Ik heb dus veel pret gemaakt met de mannen met geen enkel ander doel dan pret. Nooit iets tegen mijn zin gedaan, nooit seks ingezet om een rol te krijgen. Geen gevalletje me-too lijkt me. En geen spijt dat mijn leven en mijn werk op deze grillige manier gelopen is. (Nou ja, geen spijt… geen spijt… Achteraf is het jammer dat ik niet nog een keer geprobeerd heb om naar de toneelschool te gaan, maar dat ik het niet gedaan heb, paste toen wel bij mijn levensstijl: ik nam helemaal niets werkelijk serieus.)
Ik was zeker niet de Koningin van mijn innerlijke koninkrijk.

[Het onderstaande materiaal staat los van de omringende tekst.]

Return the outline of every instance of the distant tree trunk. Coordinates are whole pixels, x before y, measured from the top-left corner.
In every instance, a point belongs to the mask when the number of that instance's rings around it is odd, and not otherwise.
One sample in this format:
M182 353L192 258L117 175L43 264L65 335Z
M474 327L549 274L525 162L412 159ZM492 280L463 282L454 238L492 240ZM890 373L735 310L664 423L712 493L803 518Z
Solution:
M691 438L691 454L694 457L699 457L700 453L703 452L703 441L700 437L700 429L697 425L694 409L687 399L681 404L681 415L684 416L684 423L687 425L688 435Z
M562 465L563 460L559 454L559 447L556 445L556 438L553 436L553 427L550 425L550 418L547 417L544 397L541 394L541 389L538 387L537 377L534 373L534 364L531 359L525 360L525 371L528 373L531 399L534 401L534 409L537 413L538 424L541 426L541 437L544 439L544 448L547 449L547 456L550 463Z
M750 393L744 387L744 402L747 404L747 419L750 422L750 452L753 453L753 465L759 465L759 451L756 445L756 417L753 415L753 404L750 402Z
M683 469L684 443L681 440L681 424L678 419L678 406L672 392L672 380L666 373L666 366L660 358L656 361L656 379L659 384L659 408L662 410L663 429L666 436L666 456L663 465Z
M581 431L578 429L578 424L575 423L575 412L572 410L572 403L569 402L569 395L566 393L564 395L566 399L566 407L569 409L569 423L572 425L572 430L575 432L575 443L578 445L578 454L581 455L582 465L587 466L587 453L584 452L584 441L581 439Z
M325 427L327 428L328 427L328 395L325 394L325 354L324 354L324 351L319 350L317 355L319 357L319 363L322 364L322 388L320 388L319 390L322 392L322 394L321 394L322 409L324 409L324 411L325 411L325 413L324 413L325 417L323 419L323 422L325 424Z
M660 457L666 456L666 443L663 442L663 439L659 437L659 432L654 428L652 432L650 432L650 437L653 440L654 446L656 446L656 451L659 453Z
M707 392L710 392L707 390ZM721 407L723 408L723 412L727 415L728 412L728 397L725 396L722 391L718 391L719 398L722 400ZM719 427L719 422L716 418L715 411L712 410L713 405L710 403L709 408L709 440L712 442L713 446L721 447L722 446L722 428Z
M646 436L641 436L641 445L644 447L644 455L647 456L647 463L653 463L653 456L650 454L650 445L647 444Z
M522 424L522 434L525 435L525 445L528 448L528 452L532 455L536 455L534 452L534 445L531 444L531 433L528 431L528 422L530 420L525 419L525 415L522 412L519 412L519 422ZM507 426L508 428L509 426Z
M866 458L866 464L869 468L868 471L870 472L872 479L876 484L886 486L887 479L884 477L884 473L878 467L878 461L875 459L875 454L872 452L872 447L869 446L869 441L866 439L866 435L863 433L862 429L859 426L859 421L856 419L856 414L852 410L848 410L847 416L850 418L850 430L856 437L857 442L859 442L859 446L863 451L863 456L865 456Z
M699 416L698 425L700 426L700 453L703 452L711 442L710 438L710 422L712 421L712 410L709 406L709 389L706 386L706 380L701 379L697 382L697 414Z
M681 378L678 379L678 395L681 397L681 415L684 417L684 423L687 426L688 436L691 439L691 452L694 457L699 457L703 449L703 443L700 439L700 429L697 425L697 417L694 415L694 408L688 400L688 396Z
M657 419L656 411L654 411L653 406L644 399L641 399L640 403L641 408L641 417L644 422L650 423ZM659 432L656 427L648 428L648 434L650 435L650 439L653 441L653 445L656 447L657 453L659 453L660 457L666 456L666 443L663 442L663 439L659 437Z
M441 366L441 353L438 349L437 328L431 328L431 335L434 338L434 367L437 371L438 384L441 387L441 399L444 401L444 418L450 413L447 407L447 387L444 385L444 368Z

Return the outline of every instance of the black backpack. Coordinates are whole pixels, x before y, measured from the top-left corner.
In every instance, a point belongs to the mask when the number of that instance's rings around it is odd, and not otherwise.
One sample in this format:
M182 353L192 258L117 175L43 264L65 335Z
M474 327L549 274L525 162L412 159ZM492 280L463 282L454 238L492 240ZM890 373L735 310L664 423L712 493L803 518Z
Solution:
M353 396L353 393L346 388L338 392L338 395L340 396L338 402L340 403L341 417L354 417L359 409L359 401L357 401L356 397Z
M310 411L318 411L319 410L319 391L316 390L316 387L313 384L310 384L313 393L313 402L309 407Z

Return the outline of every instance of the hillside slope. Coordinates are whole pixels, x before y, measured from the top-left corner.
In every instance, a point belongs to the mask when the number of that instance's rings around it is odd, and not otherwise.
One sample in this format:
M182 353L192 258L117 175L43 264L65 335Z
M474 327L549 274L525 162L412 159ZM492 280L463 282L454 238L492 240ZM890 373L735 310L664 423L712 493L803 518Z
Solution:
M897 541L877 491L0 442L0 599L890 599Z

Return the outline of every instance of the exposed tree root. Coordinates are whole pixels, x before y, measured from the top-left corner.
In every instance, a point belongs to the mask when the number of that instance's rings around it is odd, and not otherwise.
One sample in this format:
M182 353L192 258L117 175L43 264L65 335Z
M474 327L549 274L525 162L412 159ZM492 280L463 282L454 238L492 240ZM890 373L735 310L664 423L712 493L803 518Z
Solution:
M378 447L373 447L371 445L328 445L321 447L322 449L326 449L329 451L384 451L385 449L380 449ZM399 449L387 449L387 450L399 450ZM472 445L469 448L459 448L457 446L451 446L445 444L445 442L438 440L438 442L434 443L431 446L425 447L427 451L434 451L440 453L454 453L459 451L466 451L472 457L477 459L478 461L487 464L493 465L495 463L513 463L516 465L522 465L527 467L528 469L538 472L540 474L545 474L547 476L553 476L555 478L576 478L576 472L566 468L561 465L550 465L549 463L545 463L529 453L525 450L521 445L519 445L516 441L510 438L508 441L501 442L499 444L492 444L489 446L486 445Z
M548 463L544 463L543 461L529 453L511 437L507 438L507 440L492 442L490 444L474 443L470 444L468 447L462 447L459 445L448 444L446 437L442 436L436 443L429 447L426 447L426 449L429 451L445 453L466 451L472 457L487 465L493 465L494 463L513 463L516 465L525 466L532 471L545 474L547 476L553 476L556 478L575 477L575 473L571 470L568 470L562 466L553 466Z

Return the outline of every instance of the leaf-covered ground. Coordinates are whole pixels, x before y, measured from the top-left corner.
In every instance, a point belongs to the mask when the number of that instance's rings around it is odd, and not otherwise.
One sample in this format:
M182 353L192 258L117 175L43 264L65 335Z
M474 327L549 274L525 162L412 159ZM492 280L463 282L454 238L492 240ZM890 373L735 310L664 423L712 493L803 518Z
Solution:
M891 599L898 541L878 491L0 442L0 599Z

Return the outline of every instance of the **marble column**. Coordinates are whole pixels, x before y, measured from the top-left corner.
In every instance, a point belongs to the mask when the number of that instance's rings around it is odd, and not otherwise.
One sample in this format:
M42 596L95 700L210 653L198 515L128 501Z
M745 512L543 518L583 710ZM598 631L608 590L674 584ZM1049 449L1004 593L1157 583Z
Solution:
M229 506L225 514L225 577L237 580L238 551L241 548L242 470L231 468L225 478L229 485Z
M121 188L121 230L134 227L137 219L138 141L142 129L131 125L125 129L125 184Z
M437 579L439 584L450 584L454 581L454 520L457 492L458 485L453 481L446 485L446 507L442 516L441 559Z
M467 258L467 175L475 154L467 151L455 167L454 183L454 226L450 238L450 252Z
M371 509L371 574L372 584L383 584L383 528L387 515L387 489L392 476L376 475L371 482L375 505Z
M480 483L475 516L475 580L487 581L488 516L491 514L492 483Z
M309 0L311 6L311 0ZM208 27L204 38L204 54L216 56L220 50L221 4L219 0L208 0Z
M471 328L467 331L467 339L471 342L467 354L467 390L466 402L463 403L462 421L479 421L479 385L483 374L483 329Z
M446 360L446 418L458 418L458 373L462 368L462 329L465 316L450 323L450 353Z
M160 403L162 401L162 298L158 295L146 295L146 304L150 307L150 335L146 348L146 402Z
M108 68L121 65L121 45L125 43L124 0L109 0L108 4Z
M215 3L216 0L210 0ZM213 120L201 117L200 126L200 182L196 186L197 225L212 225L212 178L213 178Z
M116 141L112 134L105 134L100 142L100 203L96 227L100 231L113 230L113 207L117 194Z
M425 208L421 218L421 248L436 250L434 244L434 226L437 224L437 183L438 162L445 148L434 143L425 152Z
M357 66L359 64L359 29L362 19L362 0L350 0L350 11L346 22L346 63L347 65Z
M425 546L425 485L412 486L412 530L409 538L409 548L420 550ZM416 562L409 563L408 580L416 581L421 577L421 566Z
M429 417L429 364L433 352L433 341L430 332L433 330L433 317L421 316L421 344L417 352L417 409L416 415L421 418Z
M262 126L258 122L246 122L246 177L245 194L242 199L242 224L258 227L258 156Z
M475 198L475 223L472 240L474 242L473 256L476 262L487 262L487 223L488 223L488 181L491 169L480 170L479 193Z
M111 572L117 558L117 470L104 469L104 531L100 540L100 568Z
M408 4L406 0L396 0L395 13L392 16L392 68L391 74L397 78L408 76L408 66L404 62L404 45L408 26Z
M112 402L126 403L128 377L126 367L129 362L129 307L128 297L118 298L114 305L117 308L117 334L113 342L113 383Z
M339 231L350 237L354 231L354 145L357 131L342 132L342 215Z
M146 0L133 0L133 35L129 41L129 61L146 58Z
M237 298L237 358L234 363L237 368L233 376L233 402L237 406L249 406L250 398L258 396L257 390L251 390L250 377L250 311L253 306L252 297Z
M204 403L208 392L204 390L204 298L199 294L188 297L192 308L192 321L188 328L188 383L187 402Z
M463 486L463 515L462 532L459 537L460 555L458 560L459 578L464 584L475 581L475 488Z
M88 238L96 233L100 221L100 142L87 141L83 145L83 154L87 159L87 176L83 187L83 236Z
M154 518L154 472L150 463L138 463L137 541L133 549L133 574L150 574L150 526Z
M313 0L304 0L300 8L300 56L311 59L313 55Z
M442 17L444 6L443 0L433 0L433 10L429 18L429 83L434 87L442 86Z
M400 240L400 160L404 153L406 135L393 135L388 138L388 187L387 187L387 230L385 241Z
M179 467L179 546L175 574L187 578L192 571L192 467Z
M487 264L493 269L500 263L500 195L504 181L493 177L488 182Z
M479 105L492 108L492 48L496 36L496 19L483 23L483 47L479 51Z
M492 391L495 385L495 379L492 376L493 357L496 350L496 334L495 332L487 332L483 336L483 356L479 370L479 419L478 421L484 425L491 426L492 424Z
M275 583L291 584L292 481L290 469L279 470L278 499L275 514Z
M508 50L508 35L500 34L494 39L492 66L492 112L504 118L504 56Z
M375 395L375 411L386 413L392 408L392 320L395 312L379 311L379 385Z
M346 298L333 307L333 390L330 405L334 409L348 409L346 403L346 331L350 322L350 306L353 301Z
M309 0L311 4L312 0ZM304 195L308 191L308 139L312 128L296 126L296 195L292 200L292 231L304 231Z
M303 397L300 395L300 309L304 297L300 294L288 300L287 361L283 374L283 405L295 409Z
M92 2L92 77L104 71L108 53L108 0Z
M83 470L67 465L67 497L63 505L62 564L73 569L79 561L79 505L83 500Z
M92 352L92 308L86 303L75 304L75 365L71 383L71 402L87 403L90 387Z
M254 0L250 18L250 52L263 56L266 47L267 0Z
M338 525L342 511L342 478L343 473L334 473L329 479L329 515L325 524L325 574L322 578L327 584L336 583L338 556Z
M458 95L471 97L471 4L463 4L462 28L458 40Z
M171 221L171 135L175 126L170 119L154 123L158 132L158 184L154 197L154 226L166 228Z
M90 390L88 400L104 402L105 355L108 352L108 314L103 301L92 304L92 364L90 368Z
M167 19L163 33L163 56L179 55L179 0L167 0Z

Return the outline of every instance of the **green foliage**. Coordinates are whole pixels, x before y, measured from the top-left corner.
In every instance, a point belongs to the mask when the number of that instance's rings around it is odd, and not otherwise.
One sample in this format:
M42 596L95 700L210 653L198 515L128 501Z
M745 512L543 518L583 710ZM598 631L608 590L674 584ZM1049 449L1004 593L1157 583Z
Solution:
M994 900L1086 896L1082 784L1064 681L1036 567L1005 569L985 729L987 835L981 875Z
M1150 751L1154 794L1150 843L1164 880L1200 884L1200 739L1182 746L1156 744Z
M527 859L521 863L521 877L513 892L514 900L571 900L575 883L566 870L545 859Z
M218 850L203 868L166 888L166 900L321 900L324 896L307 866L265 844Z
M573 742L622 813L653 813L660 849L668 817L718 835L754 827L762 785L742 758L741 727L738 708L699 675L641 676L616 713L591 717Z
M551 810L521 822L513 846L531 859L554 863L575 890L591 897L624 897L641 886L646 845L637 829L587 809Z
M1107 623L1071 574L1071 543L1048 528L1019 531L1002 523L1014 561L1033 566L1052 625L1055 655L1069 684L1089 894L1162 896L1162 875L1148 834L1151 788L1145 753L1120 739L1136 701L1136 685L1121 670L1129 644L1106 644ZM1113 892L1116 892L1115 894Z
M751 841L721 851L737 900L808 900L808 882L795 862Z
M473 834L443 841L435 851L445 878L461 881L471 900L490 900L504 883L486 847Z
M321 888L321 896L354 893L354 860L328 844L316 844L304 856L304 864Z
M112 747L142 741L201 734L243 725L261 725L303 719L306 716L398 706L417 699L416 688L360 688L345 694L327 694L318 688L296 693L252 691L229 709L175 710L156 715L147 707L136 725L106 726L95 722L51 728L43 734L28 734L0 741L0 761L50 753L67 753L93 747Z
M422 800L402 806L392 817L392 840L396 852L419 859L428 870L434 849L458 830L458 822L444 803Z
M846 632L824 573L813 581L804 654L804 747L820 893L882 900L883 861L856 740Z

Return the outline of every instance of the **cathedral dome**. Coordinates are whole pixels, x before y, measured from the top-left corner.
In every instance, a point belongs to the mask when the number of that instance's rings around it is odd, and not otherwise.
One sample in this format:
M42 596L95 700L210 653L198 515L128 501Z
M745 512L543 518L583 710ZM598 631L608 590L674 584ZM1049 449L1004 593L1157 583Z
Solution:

Maar … Ik ging na een paar jaar toch voorzichtig nadenken over wat ik nou eigenlijk aan t doen was. En zo kwam de Filosoof een heel klein beetje terug. Ik las weer eens een boek, ik ontwikkelde me in mijn werk als docent. Ik moest toegeven dat mijn gedrag niet het beoogde resultaat had opgeleverd. En met de jaren kwam het plezier terug in logisch nadenken, vragen stellen, leren en ontwikkelen, conclusies trekken en zelf een mening vormen. En kon ik niet anders dan toegeven dat in mijn koninkrijk een Filosoof thuis hoort.
Maar helemaal op z’n gemak is die Filosoof nog niet: hij heeft af en toe nog last van grootheidsschroom.